Hi Benedikt!
> Just let me know if you need help with the bootstraping of the new project.
Yes, please :)
> Maybe we should even announce this on announce@. There my be other projects
> interested in a library like this (for example Apache Tika [1])
Good idea! Should we drop a note there once the project has been created or
after we already have some code in there?
Thanks!Bruno
From: Benedikt Ritter <[email protected]>
To: Commons Developers List <[email protected]>; Bruno P. Kinoshita
<[email protected]>
Sent: Monday, October 27, 2014 5:45 AM
Subject: Re: [sandbox] New sandbox component
No objections from my site. I think this is a good idea. Just let me know if
you need help with the bootstraping of the new project. Maybe we should even
announce this on announce@. There my be other projects interested in a library
like this (for example Apache Tika [1])
Benedikt
[1] http://tika.apache.org/
2014-10-27 0:41 GMT+01:00 Bruno P. Kinoshita <[email protected]>:
Hello all,
At the moment I'm working with data matching and record linkage, and had to
port some existing string comparison algorithms found in several open source
projects (fuzzy-search-tools, simmetrics, lingpipe, [lang], [codec]).
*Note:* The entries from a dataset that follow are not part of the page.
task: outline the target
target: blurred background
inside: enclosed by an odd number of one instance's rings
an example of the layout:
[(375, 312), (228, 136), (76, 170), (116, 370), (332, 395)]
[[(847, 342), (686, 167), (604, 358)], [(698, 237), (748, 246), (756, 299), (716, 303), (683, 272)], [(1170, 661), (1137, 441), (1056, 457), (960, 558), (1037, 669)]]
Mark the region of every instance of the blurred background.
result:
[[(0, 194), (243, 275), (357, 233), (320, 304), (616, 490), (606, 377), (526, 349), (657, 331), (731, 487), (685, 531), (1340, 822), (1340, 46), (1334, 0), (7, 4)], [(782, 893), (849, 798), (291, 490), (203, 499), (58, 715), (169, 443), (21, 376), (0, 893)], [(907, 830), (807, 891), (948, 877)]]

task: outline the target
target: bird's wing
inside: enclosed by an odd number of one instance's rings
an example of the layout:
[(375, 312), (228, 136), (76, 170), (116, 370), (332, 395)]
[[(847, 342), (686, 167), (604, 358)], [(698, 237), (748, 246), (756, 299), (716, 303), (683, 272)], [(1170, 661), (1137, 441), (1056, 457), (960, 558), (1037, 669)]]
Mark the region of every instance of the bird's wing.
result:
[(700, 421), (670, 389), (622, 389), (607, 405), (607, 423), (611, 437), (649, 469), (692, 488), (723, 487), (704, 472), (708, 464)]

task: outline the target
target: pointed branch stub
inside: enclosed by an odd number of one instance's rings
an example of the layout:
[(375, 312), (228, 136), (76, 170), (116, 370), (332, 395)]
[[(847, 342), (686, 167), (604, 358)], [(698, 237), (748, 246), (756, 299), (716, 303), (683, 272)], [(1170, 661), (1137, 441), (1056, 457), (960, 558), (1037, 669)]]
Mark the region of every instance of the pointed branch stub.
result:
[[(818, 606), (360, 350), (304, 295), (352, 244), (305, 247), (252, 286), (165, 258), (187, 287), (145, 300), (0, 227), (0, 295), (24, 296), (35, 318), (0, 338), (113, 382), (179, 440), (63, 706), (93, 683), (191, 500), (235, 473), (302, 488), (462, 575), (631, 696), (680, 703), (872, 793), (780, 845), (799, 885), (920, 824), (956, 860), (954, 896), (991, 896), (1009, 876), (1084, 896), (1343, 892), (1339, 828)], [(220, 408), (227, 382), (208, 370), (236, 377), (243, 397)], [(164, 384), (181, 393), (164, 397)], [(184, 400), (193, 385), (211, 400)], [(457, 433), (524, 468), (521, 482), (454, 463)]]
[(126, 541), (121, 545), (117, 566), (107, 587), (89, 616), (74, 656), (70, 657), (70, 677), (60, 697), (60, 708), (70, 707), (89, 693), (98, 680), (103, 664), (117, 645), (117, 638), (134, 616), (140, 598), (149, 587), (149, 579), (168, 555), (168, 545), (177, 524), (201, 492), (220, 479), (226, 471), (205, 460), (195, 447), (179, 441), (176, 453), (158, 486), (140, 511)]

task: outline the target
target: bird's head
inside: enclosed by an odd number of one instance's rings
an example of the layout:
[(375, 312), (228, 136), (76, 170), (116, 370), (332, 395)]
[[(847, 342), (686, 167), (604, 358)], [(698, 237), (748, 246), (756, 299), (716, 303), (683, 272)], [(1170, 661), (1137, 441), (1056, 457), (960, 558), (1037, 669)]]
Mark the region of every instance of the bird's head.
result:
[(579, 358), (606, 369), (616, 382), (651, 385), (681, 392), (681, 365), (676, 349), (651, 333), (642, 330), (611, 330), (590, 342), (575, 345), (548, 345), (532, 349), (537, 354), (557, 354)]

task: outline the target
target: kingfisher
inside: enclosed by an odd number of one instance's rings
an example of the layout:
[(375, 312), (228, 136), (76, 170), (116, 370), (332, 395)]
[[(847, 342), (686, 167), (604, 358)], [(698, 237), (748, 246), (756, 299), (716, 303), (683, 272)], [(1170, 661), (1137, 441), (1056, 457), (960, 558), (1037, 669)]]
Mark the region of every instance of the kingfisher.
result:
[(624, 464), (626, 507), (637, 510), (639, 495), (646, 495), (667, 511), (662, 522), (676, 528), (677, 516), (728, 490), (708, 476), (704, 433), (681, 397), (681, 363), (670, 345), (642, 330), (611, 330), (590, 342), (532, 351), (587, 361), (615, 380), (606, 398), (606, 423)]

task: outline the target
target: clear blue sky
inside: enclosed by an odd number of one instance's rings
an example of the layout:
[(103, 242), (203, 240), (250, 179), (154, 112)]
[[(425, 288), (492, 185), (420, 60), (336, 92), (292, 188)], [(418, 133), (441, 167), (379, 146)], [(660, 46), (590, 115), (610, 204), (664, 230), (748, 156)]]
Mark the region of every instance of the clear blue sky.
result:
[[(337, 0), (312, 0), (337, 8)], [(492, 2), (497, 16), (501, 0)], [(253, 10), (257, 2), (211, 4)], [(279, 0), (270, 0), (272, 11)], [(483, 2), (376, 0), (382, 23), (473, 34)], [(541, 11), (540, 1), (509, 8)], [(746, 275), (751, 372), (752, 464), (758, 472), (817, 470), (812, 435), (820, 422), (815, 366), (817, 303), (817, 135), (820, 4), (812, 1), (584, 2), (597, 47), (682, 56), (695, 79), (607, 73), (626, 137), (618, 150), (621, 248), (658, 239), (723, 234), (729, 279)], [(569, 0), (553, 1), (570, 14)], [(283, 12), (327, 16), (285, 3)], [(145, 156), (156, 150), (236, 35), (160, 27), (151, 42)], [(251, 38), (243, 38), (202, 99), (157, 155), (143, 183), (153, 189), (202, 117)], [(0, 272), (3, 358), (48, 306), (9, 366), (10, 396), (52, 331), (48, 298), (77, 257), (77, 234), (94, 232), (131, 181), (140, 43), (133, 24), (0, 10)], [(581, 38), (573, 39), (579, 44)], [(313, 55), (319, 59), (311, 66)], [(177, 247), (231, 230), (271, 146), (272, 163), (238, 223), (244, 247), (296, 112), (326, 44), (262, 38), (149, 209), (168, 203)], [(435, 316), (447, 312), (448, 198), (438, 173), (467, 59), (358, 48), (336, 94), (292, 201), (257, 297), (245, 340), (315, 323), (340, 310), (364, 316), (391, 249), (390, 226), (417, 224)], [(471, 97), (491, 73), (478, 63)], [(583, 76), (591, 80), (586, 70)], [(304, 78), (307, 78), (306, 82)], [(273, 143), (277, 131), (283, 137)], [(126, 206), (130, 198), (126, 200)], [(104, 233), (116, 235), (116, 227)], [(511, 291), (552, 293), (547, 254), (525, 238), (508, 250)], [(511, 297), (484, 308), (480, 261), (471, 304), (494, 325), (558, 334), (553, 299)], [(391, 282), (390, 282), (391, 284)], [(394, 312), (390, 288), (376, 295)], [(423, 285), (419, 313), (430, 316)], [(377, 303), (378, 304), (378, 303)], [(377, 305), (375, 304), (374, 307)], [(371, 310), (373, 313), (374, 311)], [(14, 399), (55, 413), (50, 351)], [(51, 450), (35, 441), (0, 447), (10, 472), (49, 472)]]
At that time I noticed LANG-591 [1], which suggests a more complex levenshtein
distance algorithm. There are several other algorithms too
(damerau-levenshtein, jaro, jaro-wrinkler, jaccard, bitap, q-gram, soundex,
metaphone). Instead of trying to put them all in, say, [lang], I'd like to
experiment with a new [text] component in the sandbox, if there are no
objections.
I will take a look at the existing code and its license, but most of these
algorithms have good Wiki pages with pseudo code available; as well as academic
papers.
Maybe this component could be useful for other projects like [lang], Lucene,
larsga/Duke, and Talend Open Studio. And even though my initial use case for
this would be string comparison, I think it could support other use cases too.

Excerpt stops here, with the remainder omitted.